Sir,
The mechanisms of peripheral neuropathy in any malignancy can be because of a direct effect of the cancer by invasion or compression of nerves, a remote or paraneoplastic effect, or an iatrogenic effect of treatment. Focal or multifocal cranial neuropathies, radiculopathies, and plexopathies typically result from tumor infiltration, herpes zoster infection, or radiation-induced injury. Apart from sensorimotor polyneuropathies, which are the most frequently encountered peripheral nerve syndromes, motor neuropathies, sensory neuronopathies, polyradiculoneuropathies, and autonomic neuropathies can also occur. Although uncommon, paraneoplastic mechanisms should be considered in a patient with malignancy and an associated peripheral nerve disorder, especially in the setting of small-cell lung cancer or lymphoproliferative cancer [1].
A 63 years old, non alcoholic, male presented to us with chief complaints of tingling paresthesias in glove and stocking distribution of the limbs and mild weakness in feet since 3 months. The complaints were insidious in onset and were progressive. He gave history of inability to hold the chappals and frequent slipping of the chappals from feet. There were no weakness in the hands. He did not give any history suggestive of proximal muscle weakness. He was nondiabetic and was not taking any drugs. There was no history of fever of weight loss. General examination did not reveal anything significant apart from mild pallor. There was no evidence of postural hypotension. Examination of skin was normal and there were no thickened/tender nerves on palpation. Other systems examination was normal. In CNS examination higher functions, cranial nerves were normal. Motor system examination revealed mild weakness in plantar flexors of the ankle (patient was unable to stand on the ball of feet without support). Bilateral ankle and knee reflexes were lost. Sensory examination showed hyperasthesia in both legs up to knee joints, position sense was intact and vibration sensation was impaired up to both medial malleolus.

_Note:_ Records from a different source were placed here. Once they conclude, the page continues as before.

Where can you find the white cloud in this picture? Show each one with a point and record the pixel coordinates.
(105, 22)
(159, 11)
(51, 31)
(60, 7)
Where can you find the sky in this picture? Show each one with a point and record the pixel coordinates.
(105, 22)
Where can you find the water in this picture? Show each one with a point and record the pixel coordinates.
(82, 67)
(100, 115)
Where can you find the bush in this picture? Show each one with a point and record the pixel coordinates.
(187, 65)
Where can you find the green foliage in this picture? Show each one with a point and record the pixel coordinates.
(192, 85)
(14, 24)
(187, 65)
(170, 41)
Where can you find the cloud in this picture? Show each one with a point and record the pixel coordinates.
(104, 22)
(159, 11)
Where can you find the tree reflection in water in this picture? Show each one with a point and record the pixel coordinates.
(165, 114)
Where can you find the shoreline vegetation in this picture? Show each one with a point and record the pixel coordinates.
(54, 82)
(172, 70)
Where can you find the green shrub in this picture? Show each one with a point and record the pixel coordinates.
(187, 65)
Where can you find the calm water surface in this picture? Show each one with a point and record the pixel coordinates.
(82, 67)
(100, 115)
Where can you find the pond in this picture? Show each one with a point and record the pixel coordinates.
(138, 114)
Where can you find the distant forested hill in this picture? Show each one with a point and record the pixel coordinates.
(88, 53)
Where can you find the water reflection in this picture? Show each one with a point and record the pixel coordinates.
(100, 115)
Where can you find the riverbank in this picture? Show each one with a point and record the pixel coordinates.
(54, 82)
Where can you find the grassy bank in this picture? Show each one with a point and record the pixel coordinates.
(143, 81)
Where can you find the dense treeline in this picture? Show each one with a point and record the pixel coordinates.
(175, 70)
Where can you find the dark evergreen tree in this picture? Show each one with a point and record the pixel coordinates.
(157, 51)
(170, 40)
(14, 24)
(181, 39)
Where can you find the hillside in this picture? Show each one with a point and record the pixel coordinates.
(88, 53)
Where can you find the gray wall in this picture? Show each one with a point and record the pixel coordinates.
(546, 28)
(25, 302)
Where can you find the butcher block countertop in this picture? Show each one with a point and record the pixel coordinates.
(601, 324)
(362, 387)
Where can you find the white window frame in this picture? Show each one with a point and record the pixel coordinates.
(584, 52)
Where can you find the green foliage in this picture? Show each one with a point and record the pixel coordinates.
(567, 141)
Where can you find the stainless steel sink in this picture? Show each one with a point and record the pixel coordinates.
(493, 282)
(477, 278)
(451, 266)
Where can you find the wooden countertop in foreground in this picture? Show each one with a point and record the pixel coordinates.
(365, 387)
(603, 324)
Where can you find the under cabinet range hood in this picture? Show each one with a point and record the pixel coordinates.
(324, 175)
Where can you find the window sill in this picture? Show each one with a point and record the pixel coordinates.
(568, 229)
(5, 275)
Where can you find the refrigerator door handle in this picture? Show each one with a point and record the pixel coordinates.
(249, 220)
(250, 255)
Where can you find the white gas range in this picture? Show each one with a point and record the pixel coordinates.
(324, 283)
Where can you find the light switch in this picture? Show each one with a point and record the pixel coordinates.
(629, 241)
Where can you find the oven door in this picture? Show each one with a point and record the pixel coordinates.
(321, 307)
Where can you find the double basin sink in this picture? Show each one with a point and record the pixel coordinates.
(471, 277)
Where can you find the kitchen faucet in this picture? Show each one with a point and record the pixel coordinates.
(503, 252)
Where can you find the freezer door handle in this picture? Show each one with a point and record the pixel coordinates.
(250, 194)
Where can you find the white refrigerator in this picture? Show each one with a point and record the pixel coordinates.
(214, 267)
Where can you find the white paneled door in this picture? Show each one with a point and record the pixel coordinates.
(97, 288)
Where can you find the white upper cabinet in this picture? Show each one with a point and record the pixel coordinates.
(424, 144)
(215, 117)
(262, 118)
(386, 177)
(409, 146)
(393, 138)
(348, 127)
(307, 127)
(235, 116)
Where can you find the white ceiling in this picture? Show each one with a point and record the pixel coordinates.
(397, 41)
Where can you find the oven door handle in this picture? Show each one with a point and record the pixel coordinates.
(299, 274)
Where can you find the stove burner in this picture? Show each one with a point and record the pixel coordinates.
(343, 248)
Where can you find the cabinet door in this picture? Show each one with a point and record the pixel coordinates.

On investigations Hb was 9 gm%, TLC 5500/mm3, DLC polymorphs 62%, lymphocytes 34%, monocytes 2%, eosinophil 2%, few atypical lymphocytes were seen. Absolute platelet count 225000/mm3. All red cell indices (MCV, MCH, MCHC) were within normal limits. Urine examination was normal. Liver and kidney function tests were normal. Fasting blood sugar 98 mg%, PPBS 138 mg%. Serum electrophoresis did not reveal any M spike. ELISA for HIV was negative. Bone marrow examination revealed marrow hyperplasia with some places showing infiltration by atypical lymphocytes. Thyroid profile was normal. CXR showed rounded, homogenous opacity in the left hilar region suggestive of mass (Fig. 1). USG abdomen was normal. EMG/NCV was conducted which revealed decreased nerve conduction velocities, prolonged distal latencies without any conduction block. Compound muscle action potential (CMAP) was normal, suggesting a predominantly demyelinating type of neuropathy. HRCT of thorax revealed left hilar mass (Fig. 2). A CT-guided FNA was done from the left hilar mass for cytological analysis and non Hodgkin’s lymphoma (NHL) was diagnosed (Fig. 3a, b). Immunophenotyping was carried out which was positive for CD 20 and CD 22 suggesting that the lymphoma was of B cell origin. Patient did not give consent for sural nerve biopsy and immunophenotyping. Anti neuronal antibodies status was not done because the patient could not afford.
Fig. 1.
Chest X-ray PA view showing left sided hilar opacity suggestive of mass
Fig. 2.
HRCT of thorax highlighting the mass and mediastinal lymphadenopathy
Fig. 3.
a, b Cytological smears 10× and 40× view stained with MGG stain showing cellular smears with predominant lymphocytic population. Lymphocytes are large and atypical with coarse chromatin and prominent nuclei, there is also presence of macrophages, occasional mature lymphocytes with RBCs in background. Cytological features suggestive of lymphoreticular malignancy suspicious of NHL (large cell type)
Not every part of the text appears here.